Offline Parsing

When the profile data collected using the Ascend PyTorch Profiler APIs is large, using the on_trace_ready API in the current environment for automatic parsing may cause excessive resource consumption and result in lags. In this case, you can cancel the on_trace_ready API, use the ASCEND_WORK_PATH environment variable to set the flush directory (for example, export ASCEND_WORK_PATH=xx/xx), and use the following method to parse the collected profile data in offline mode:

  1. Create the {file_name}.py file ({file_name} is custom), and edit the following code:
    1
    2
    3
    4
    from torch_npu.profiler.profiler import analyse
    
    if __name__ == "__main__":
        analyse(profiler_path="./result_data", max_process_number=max_process_number, export_type=export_type)
    
    Table 1 Parameters

    Parameter

    Description

    Required/Optional

    profiler_path

    PyTorch profile data path. The path can contain only letters, digits, underscores (_), and hyphens (-). Soft links are not supported. This specified path stores the PyTorch profile data directory {worker_name}_{timestamp}_ascend_pt.

    Required

    max_process_number

    Maximum number of offline analysis processes. The value ranges from 1 to the number of CPU cores. The default value is half of the number of CPU cores. If the value of this parameter exceeds the number of available CPU cores in the environment, the system will automatically utilize all available CPU cores. If this parameter is set to an invalid value, half of the default number of CPU cores is used.

    Optional

    export_type

    Format of the exported profile data result file, list type.
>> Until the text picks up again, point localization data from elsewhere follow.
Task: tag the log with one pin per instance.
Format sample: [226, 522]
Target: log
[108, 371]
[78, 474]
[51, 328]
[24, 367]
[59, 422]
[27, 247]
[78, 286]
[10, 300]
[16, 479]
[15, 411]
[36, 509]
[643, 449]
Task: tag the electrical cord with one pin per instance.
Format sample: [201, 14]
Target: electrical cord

Possible values are:

    • text: parsed into timeline and summary files in .json and .csv formats and a .db file (ascend_pytorch_profiler_{Rank_ID}.db or analysis.db) that summarizes all profile data.
    • db: parsed into a .db file (ascend_pytorch_profiler_{Rank_ID}.db or analysis.db) that summarizes all profile data and is displayed by the MindStudio Insight tool. Only the on_trace_ready API and offline parsing can be used to export data. The CANN Toolkit and ops operator package that support the export of .db files must be installed.
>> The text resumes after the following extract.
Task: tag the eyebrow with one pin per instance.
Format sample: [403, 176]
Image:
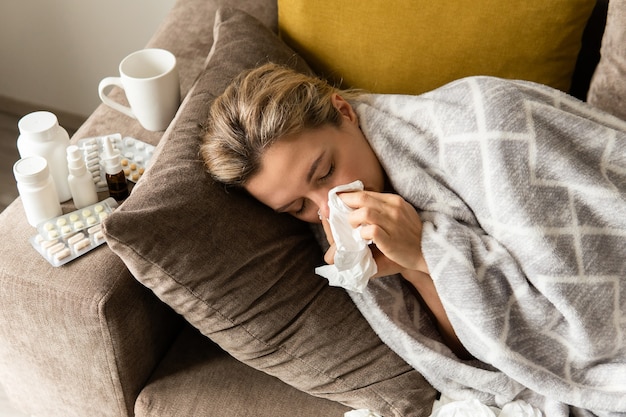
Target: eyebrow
[309, 177]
    If this parameter is set to an invalid value or is not configured, the export_type field in the profiler_info.json file is read to determine the export format.
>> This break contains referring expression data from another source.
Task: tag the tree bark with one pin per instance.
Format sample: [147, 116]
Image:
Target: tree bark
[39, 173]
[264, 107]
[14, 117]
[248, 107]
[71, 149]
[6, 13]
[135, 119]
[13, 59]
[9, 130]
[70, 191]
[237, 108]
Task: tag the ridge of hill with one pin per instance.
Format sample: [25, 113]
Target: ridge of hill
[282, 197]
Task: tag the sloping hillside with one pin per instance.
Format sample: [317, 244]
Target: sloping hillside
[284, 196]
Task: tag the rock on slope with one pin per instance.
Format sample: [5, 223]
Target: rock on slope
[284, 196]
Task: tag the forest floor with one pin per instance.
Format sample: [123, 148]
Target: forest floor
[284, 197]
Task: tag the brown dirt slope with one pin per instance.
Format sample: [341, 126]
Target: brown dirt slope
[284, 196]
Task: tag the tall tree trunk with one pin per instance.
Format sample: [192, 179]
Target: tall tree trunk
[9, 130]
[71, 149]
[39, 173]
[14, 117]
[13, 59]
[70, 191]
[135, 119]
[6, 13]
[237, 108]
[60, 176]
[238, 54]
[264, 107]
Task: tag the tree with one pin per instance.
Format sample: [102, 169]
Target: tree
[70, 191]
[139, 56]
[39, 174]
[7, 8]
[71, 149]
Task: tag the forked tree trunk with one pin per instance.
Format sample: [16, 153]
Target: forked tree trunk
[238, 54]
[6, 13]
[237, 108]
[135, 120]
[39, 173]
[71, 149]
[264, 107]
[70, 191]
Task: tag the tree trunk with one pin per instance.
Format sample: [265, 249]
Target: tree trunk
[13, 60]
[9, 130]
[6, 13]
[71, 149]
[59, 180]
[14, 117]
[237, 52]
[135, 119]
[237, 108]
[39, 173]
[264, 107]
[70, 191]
    For details about the parsing results, see MindSpore & PyTorch Profile Data File References.

    Optional

    • The offline parsing API supports parallel parsing of multiple profile data directories. In cases where the profile data volume is large and there are many data directories, parsing may fail due to insufficient memory in the environment. In these cases, you can customize the maximum number of processes (max_process_number) to control the resource usages.
    • The parsing process logs are stored in the {worker_name}_{timestamp}_ascend_pt/logs directory.
  2. Save the file and run the following command to parse the profile data:
    python3 {file_name}.py
  3. View and analyze the profile data result files.

    For details about the profile data result files, see MindSpore & PyTorch Profile Data File References.

    For details about how to visualize and analyze the parsed profile data files, see MindStudio Insight User Guide.

    You can use the msprof-analyze to analyze the profile data.